LA TELEVISIÓN Y EL PODER

 


Un relato de Pepe Ramos.



Cada noche, en miles de hogares, la escena se repite: alguien enciende la televisión, escucha al presidente hablar, y suelta un insulto al aire. A veces con rabia, otras con resignación. Como si gritarle a la pantalla pudiera cambiar algo.

Mientras tanto, en su despacho bien iluminado, el presidente  sonríe con calma. Sabe jugar el juego. Domina las palabras, los gestos. Cada crisis es una oportunidad de estirar un poco más el hilo del poder. El presidente es malabarista, sí. Y equilibrista. Pero sobre todo, tiene muchos ojos que observan las reacciones de la ciudadanía y se lo cuentan, por eso, por esos ojos que observan lo que pasa ahí fuera, el presidente, cualquier presidente, es un  espectador experto de una ciudadanía cada vez más dividida. Cuanto más dividida más fácil de dominar.

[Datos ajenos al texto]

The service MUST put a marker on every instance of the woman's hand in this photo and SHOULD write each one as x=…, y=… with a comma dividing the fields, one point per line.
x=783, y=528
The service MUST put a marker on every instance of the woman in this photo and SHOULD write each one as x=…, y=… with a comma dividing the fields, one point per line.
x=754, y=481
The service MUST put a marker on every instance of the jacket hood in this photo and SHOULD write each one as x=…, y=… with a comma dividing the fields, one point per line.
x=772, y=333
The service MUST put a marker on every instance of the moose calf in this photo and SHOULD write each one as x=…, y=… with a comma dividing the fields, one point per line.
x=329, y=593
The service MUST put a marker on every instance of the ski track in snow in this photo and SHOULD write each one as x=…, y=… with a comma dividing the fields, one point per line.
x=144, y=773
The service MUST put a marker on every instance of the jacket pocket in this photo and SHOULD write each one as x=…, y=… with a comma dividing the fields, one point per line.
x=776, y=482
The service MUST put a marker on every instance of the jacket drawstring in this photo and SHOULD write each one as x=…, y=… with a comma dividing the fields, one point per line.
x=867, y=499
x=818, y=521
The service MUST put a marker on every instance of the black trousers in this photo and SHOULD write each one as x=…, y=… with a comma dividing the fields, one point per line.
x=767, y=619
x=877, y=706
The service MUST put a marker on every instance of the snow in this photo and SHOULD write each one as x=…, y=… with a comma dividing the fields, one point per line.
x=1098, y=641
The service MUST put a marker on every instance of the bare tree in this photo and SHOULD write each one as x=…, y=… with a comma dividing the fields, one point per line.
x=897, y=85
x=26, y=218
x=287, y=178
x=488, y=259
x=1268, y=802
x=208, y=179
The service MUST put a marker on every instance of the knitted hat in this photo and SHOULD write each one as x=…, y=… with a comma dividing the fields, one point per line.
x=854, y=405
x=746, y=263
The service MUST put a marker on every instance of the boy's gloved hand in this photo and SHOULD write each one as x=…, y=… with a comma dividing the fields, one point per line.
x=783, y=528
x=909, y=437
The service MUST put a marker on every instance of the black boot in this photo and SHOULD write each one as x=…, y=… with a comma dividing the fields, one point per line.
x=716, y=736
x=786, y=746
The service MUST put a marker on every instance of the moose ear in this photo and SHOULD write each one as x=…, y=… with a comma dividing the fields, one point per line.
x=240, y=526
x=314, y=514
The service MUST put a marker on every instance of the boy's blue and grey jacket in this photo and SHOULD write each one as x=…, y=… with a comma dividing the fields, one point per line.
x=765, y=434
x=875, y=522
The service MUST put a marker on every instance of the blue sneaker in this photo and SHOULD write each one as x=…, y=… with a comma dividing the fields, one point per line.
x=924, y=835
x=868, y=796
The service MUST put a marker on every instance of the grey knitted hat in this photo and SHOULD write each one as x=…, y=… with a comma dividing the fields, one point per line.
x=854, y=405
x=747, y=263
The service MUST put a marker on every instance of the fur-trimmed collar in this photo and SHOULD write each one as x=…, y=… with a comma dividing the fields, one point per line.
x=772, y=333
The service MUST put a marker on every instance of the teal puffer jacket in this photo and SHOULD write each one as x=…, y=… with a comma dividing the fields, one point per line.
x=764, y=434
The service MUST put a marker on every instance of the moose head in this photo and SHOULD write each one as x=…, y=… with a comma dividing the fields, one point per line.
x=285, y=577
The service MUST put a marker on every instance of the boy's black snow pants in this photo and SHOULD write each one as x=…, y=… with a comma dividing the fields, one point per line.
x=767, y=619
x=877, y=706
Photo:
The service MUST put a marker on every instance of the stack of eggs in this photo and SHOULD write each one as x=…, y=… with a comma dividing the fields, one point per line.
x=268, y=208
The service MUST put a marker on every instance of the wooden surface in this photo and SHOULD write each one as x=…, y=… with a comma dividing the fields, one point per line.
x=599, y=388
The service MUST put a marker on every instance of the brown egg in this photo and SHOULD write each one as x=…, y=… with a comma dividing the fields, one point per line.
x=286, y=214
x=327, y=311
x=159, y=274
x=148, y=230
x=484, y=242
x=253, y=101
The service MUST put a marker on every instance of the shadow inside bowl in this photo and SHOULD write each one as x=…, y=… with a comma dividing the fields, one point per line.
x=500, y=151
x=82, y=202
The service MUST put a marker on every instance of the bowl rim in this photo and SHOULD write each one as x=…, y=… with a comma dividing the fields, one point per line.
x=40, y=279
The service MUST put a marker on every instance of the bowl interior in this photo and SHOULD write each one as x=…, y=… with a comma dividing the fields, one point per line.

Los que lo critican en voz baja, en la mesa del bar, en un tuit que se pierde entre otros millones, o frente a un informativo de televisión que no escucha. El, seguro de sus alianzas, camina por la cuerda floja hasta el final de la legislatura.

Lo que el poder a veces olvida es que hay un día en que las pantallas se apagan. En que los gritos frente al televisor se convierten en pasos en la calle, en papeletas en las urnas, papeletas con decisión, papeletas que son voces que ya no piden permiso para ser escuchadas. 

La reacción a veces tarda. A veces duele. Pero llega.

Porque, al final, ningún malabarista puede sostenerse sin público. Y si el público se levanta y se marcha... cae el telón. O eso esperamos.